For tools you need it is so important to keep in mind that if:
you definitely need it only once - get the cheap one.
you will use it in the future - get the expensive one that laborers use.
Cheap tools are a money and a time sink
Same. My philosophy has always been to spend as little as possible and got my debts paid as soon as possible so they’re not hanging over my head.
I frequently check my bank account and use vibes to largely take care of my finances. It isn’t completely optimized or strict, but it works since my bills are predictable.
Putting longer term savings into CDs is something I’ve found to be helpful. I can get to the money if an emergency came up, but otherwise I treat that as my untouchable savings, so i get some artificial scarcity in the mix.
there’s no point to a budget if you minimize all costs anyways, and it means i get a surprise amount left over at the end of every month which i can do whatever i want with.
Which is usually just letting it pile up because i don’t know if my welfare will be denied at some point and having that buffer means i can afford to replace things every now and then.
You have money left over at the end of the month?
yes, through the magic of eliminating every expense i can.
My expenses are: Rent, electricity, internet, phone service, home insurance, bus ticket (in the winter), and food (of which i’ve been steadily finding cheaper and cheaper things to cook, most recently discovering that you can just fry the shit out of mixed frozen vegetables and it tastes amazing).It’s slightly terrifying to see what other people spend money on, like paying 5€ for a SINGLE CUP OF COFFEE… Or, like, owning a car at all.

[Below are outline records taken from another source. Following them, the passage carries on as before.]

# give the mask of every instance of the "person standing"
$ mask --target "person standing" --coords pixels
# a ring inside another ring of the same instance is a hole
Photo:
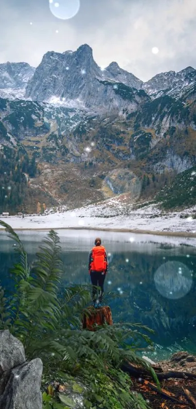
[[[104,284],[108,272],[108,262],[106,249],[104,246],[101,245],[101,240],[99,237],[95,239],[94,244],[89,254],[89,272],[92,284],[93,305],[95,308],[99,308],[102,307],[104,292]],[[96,287],[101,288],[98,299]]]

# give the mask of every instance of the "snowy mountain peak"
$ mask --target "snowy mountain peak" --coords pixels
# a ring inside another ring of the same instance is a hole
[[[77,54],[82,53],[83,54],[90,55],[92,57],[92,49],[88,44],[83,44],[80,45],[75,51],[75,53]]]
[[[120,69],[119,65],[115,61],[113,61],[112,62],[110,62],[109,64],[108,67],[107,67],[106,68],[106,70],[109,70],[111,69],[117,68],[117,69]]]

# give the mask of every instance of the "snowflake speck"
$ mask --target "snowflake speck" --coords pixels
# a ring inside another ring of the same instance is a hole
[[[84,220],[79,220],[78,224],[79,226],[84,226],[85,222]]]
[[[86,148],[85,148],[85,151],[86,151],[86,152],[90,152],[91,149],[89,147],[89,146],[87,146]]]

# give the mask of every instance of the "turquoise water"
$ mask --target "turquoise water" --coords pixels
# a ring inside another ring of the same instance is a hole
[[[193,239],[145,234],[59,231],[64,274],[63,285],[90,283],[88,261],[94,238],[100,236],[109,269],[105,302],[114,322],[141,322],[155,331],[154,351],[145,355],[159,360],[185,350],[196,354],[196,250]],[[20,232],[31,263],[47,233]],[[0,232],[0,281],[10,285],[8,269],[14,262],[13,242]],[[115,292],[115,297],[109,296]]]

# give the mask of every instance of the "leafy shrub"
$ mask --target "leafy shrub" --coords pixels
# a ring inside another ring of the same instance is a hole
[[[10,271],[14,292],[9,290],[12,286],[0,289],[0,329],[9,329],[21,341],[27,359],[42,359],[43,385],[59,372],[69,372],[89,386],[85,407],[147,408],[140,394],[130,391],[130,379],[120,367],[125,361],[140,363],[150,368],[157,381],[149,364],[136,354],[141,342],[152,343],[139,330],[153,331],[137,324],[121,323],[97,327],[93,332],[83,330],[81,319],[89,314],[86,307],[90,293],[87,286],[62,288],[64,272],[56,233],[51,230],[43,240],[30,267],[18,236],[7,223],[0,220],[0,225],[14,240],[18,256]],[[53,405],[46,393],[43,398],[46,409],[52,409],[51,403],[53,408],[62,407],[59,401]]]

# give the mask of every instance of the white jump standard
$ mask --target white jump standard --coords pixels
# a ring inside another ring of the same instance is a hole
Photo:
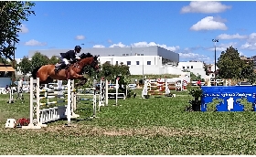
[[[36,84],[36,92],[37,97],[36,99],[33,98],[33,87]],[[40,92],[45,91],[40,90],[39,89],[39,78],[33,79],[30,78],[30,121],[28,126],[22,126],[22,129],[41,129],[42,127],[46,127],[45,123],[57,120],[59,119],[68,119],[68,125],[71,123],[71,118],[78,118],[80,115],[74,113],[74,110],[76,108],[76,98],[74,95],[74,80],[68,79],[68,99],[62,100],[68,101],[68,104],[65,106],[57,106],[51,107],[48,109],[40,110],[41,105],[46,105],[47,103],[40,103],[41,99],[49,99],[55,98],[56,96],[46,96],[40,97]],[[64,91],[64,90],[63,90]],[[37,105],[34,106],[34,103]],[[48,104],[58,103],[58,101],[48,102]],[[34,115],[36,114],[36,118]]]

Buddy maybe you could afford to heat your luxurious mansion if you weren’t blowing half your fucking income on a living room with 4 wheels?
An incredible amount of people, probably most people, just seem to be fundamentally incapable of recognizing expenses as being expenses. Their brain just classes that cup of coffee as something required to live and thus the cost doesn’t exist. They’ll buy it every single day, even as it doubles in cost, and i’m not sure if the act of paying even consciously registers.
I pretented I just had less money than i actually had.
Studies and unemployment have coached me to use money minimally in daily life. As a result I can afford some pricy things with still modest means.
You don’t need a budget, just a crippling sense of guilt about spending money on anything other than the absolute essentials…
Who needs budgets when you have terrible anxiety about spending money
I’m frugal by nature. For most of my life I’ve always had enough savings to buy almost anything I want. Whenever I get a “bonus” from somewhere, I’m not even tempted to go on a spending spree - it doesn’t enable me to buy anything I couldn’t have already bought anyway. I’m way more excited about seeing the value of my investments go up than I would be about a new iPhone or whatever.
I live in an old house, wear old clothes, drive an old truck, never travel, never eat out, etc. I guess I just value different things than some other people. I’d rather be financially secure and look poor than the other way around.
I feel like there’s a certain minimum income level/social safety net you need to have to be able to live like this. Like at some point the desire to keep having food/shelter becomes enough of a motivating factor that you have to work out what you need to do.
I only really started not living paycheck around 1 year ago, and started investing last year at 33.
I think generally being in a bad mood about the state of the world makes you not wanna care about that stuff.
But now I do, and I am doing my stuff, but I don’t really have a budget, but have a spending pot for spending on whatever and I only buy necessities that are useful my life as I don’t care for physical things.
Better to buy experiences with money
I have a math brain; I do not, however, have a brain that can make plans or follow them consistently
Basically my financial situation is:
Me work. Me get paid. Banana purchase. Repeat.I too am an ape
The worst part is that I love math and numbers…just hate money and having to worry about it.